Auch wichtig: Lernen Sie URLs richtig zu lesen: Wichtig zu wissen ist, dass z.B. der Link https://google.com.phishing.ch/irgendwas/etwasanderes/article.html nicht auf google.com sondern auf phishing.ch führen würde.

7. Achtsam mit persönlichen Daten umgehen

Vergessen Sie nicht: Die Post, Banken und andere seriöse Unternehmen und Dienstleister verlangen nie persönliche Daten per E-Mail. Insbesondere Banken fordern ihre Kundinnen und Kunden nie per E-Mail dazu auf, E-Banking-Logins zu bestätigen oder Kontodaten zur Verfügung zu stellen. Seien Sie wachsam. Sollten Sie in Kontakt mit einer verdächtigen E-Mail kommen, die vorgibt, von der Bank Cler zu sein, kontaktieren Sie uns sofort und antworten Sie nicht auf die E-Mail.

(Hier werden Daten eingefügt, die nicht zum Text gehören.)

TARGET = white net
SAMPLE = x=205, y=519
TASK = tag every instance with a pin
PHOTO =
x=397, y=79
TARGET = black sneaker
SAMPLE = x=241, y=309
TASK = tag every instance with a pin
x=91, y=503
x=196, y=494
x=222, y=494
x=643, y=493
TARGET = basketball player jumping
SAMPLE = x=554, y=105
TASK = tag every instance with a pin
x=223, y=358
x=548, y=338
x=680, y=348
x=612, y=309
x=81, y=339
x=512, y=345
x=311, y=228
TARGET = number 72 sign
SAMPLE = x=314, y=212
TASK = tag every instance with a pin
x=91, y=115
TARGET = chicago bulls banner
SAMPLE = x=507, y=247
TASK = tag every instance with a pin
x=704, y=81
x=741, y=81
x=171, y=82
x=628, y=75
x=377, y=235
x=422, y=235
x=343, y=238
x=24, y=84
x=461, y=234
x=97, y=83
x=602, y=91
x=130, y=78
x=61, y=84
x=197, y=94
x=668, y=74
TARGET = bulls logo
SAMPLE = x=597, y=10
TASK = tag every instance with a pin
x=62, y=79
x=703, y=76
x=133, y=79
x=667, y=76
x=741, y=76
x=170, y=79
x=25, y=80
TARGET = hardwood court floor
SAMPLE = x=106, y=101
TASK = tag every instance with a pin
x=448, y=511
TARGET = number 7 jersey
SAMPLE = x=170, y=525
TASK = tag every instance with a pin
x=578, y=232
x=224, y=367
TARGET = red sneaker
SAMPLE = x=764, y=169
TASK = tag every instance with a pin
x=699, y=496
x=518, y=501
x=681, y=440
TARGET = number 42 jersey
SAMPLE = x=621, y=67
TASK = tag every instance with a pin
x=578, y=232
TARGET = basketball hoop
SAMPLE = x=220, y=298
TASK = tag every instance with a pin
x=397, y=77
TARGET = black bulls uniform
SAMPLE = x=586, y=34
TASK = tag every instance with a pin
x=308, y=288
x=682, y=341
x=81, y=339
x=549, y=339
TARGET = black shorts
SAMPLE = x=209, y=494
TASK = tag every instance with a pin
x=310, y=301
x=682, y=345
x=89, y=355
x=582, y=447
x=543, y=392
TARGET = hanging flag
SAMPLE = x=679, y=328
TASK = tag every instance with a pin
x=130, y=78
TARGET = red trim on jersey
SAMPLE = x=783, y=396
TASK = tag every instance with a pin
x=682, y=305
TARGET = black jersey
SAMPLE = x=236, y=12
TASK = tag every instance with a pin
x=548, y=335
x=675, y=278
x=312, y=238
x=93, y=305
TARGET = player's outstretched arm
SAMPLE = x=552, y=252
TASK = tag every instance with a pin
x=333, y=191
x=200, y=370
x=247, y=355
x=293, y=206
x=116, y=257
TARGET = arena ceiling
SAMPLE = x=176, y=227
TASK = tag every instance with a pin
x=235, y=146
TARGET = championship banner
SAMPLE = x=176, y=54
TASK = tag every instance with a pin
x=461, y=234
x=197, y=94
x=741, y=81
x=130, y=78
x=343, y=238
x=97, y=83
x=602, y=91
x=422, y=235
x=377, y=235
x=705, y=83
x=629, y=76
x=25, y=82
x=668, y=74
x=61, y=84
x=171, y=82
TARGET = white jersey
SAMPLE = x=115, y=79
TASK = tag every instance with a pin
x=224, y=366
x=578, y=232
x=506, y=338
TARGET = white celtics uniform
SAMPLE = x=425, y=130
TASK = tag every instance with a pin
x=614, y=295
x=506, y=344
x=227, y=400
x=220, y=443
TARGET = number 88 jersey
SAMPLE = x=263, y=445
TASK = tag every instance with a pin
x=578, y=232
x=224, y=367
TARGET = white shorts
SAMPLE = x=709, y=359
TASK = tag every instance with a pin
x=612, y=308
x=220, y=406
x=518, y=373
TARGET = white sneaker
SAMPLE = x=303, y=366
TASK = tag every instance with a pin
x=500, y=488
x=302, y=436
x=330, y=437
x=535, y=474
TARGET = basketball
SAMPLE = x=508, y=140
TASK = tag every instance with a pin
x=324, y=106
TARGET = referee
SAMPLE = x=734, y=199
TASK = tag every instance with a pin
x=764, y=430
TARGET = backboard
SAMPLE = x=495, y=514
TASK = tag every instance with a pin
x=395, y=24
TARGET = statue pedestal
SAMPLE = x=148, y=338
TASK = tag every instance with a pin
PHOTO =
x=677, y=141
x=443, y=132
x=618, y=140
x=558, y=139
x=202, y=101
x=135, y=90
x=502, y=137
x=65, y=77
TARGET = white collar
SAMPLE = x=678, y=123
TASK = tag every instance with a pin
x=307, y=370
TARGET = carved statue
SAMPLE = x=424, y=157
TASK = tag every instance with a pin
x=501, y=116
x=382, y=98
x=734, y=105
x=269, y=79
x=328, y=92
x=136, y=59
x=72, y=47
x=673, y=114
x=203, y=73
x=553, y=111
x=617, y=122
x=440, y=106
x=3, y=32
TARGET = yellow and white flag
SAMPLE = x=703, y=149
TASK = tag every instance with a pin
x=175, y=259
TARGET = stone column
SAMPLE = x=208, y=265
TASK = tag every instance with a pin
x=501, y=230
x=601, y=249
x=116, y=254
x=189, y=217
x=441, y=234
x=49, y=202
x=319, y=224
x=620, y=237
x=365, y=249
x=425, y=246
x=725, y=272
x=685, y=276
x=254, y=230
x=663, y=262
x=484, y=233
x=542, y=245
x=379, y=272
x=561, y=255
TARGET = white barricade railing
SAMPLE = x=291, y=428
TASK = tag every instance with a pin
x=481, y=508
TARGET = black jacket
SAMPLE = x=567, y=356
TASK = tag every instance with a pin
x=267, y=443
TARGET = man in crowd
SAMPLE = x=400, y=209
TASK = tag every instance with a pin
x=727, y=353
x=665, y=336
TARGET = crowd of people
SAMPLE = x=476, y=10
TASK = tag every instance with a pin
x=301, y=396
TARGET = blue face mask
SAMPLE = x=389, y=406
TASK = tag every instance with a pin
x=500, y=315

Verwenden Sie für die Kontaktaufnahme immer Ihnen bereits bekannte Wege (E-Mailadressen und Telefonnummern) und nie die in der Nachricht angegebenen Daten.

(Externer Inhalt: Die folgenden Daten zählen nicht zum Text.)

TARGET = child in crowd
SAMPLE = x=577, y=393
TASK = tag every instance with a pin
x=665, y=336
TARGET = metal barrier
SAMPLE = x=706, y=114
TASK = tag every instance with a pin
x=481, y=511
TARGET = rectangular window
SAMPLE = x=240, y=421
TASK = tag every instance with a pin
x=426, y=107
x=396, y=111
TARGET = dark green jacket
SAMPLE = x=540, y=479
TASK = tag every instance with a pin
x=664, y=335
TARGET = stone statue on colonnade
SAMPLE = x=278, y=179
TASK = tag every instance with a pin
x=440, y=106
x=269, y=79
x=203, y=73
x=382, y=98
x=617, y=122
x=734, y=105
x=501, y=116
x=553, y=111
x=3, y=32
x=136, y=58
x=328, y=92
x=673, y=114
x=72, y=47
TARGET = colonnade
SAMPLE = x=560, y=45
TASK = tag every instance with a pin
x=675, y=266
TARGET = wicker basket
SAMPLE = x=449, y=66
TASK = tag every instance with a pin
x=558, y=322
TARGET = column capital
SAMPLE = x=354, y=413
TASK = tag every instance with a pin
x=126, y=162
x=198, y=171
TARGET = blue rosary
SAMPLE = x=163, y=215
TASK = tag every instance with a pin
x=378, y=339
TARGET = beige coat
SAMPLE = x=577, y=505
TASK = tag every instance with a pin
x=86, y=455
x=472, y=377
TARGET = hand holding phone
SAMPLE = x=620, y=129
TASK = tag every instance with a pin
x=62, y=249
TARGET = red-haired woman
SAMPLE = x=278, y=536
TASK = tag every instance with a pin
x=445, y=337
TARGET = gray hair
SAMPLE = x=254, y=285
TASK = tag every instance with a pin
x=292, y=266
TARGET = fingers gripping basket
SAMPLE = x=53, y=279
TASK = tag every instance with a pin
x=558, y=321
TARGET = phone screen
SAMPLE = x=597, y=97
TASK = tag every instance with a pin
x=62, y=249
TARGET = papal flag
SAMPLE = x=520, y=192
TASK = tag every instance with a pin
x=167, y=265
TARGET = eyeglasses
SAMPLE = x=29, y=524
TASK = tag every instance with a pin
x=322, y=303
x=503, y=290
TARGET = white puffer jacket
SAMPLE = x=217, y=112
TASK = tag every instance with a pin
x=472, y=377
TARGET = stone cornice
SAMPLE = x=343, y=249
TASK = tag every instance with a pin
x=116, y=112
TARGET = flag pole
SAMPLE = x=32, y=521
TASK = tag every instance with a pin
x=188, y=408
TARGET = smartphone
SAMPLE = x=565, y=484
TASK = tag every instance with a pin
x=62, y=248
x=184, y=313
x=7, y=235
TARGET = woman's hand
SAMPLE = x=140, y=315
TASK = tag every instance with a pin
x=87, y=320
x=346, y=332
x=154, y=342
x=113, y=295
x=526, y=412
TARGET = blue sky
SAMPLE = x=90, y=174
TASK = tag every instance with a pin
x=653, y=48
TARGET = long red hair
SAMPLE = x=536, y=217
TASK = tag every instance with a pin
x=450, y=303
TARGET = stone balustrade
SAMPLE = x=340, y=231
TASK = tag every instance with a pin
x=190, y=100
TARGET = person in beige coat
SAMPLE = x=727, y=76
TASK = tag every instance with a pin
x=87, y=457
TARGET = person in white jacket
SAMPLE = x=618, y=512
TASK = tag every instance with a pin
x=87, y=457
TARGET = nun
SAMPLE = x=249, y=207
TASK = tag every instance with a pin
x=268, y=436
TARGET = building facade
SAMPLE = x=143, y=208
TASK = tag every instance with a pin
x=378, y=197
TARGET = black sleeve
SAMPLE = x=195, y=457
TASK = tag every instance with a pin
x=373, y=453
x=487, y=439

Diese Liste ist nicht abschliessend. Keiner der genannten Punkte gibt eine Garantie, gegen Internetkriminalität gewappnet zu sein.

Bei Verdacht auf Phishing: E-Banking sperren

Sollten Sie den Verdacht haben, es mit Identitätsdiebstahl zu tun zu haben und/oder Ihre Bankdaten evtl. an Dritte preisgegeben haben, sperren Sie sofort Ihren E-Banking-Zugang. Dies können Sie ganz einfach selbst tun (siehe unten) oder Sie kontaktieren den E-Banking Support unter 0848 845 245.

So sperren Sie Ihr Bank Cler E-Banking
• Loggen Sie sich über ein anderes Gerät ein.
• Klicken Sie auf «Services» und unter «Einstellungen» auf «E-Banking-Vertrag sperren».

Wichtig: Eine solche Sperrung bezieht sich immer nur auf die betreffende Identifikationsnummer. Wenn Sie noch weitere Konten oder Depots unter anderen Identifikationsnummern haben, werden diese nicht gesperrt.